Sebagai sutradara pemula, Doucouré unjuk gigi dalam merangkai sebuah adegan bernada surealis yang ditampilkan dalam sebuah adegan yang melibatkan gaun yang seharusnya dikenakan pada pesta pernikahan. Hasilnya adalah sebuah keindahan yang memuaskan meski terkait dampak yang dihasilkan Doucouré belum fasih dalam mengolahnya, membuatnya berlalu begitu saja.
Para pemain khususnya Fathia Youssouf patut diberikan kredit lebih dalam merangkai beragam adegan secara natural.
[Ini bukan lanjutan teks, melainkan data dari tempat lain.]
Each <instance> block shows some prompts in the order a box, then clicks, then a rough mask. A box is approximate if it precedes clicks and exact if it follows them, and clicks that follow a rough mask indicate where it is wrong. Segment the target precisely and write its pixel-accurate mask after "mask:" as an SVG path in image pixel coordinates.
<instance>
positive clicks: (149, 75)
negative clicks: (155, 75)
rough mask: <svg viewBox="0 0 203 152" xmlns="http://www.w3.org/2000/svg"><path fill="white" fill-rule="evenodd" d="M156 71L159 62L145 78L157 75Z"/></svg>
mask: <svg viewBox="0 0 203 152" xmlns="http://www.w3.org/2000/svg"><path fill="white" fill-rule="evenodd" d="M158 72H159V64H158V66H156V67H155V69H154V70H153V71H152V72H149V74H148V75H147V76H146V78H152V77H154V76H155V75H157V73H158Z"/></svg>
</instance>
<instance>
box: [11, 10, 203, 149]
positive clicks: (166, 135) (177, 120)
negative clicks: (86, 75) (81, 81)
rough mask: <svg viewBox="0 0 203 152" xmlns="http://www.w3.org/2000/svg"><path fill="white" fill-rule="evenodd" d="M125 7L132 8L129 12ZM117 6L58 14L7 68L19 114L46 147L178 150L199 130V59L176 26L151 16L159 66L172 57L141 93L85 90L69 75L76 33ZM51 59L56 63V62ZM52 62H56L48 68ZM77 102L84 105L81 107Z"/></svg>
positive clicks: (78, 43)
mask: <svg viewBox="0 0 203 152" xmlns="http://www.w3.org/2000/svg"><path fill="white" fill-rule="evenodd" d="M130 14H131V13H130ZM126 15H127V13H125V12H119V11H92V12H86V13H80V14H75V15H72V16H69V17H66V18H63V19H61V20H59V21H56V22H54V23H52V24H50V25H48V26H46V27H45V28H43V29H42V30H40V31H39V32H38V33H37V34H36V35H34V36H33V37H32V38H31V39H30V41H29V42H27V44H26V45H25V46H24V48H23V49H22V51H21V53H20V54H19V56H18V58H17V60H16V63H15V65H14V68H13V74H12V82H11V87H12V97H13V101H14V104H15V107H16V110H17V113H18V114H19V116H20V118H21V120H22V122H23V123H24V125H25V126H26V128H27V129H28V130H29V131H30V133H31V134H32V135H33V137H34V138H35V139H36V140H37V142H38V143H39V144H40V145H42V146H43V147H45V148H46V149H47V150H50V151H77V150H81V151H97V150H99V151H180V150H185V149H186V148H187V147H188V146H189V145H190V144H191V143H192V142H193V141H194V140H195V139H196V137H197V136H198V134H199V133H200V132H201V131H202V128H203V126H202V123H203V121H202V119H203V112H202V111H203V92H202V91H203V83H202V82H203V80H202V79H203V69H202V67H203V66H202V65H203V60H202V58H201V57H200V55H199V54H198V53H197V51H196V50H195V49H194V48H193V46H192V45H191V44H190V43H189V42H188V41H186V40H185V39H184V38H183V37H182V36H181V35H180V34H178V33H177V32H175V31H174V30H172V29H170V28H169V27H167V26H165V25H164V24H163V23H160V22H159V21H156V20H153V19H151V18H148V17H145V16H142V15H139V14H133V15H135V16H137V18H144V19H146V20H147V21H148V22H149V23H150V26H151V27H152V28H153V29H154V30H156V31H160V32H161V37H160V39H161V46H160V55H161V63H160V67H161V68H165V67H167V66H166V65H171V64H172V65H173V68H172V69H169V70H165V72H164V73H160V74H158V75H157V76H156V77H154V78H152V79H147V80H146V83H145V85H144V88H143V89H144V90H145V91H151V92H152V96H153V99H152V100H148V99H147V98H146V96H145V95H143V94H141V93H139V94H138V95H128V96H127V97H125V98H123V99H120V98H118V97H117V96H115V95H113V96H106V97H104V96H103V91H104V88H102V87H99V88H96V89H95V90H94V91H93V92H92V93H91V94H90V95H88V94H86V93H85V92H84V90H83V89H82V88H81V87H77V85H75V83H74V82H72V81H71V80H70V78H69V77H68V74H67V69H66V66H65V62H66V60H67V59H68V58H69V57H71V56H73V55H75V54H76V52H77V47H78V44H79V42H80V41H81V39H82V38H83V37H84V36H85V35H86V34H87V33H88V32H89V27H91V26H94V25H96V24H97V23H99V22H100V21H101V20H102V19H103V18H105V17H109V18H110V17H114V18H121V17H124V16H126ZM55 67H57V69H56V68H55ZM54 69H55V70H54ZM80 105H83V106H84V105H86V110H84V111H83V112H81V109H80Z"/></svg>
Meski sangat disayangkan, terkait konklusinya, Cuties sendiri tersandung sebuah pemahaman salah kaprah dalam menerapkan kesimpulan yang terlalu instan dengan memberikan pandangan sepenuhnya terhadap "pilihan anak" alih-alih membiarkan mereka tumbuh sebagaimana mestinya.
Walaupun demikian, Cuties adalah tontonan yang menggugah perasaan sekaligus membuka pandangan terhadap realita yang bisa saja menyesatkan mereka (para anak-anak atau remaja) andai bimbingan dan perhatian urung diberikan sedari awal perkembangan.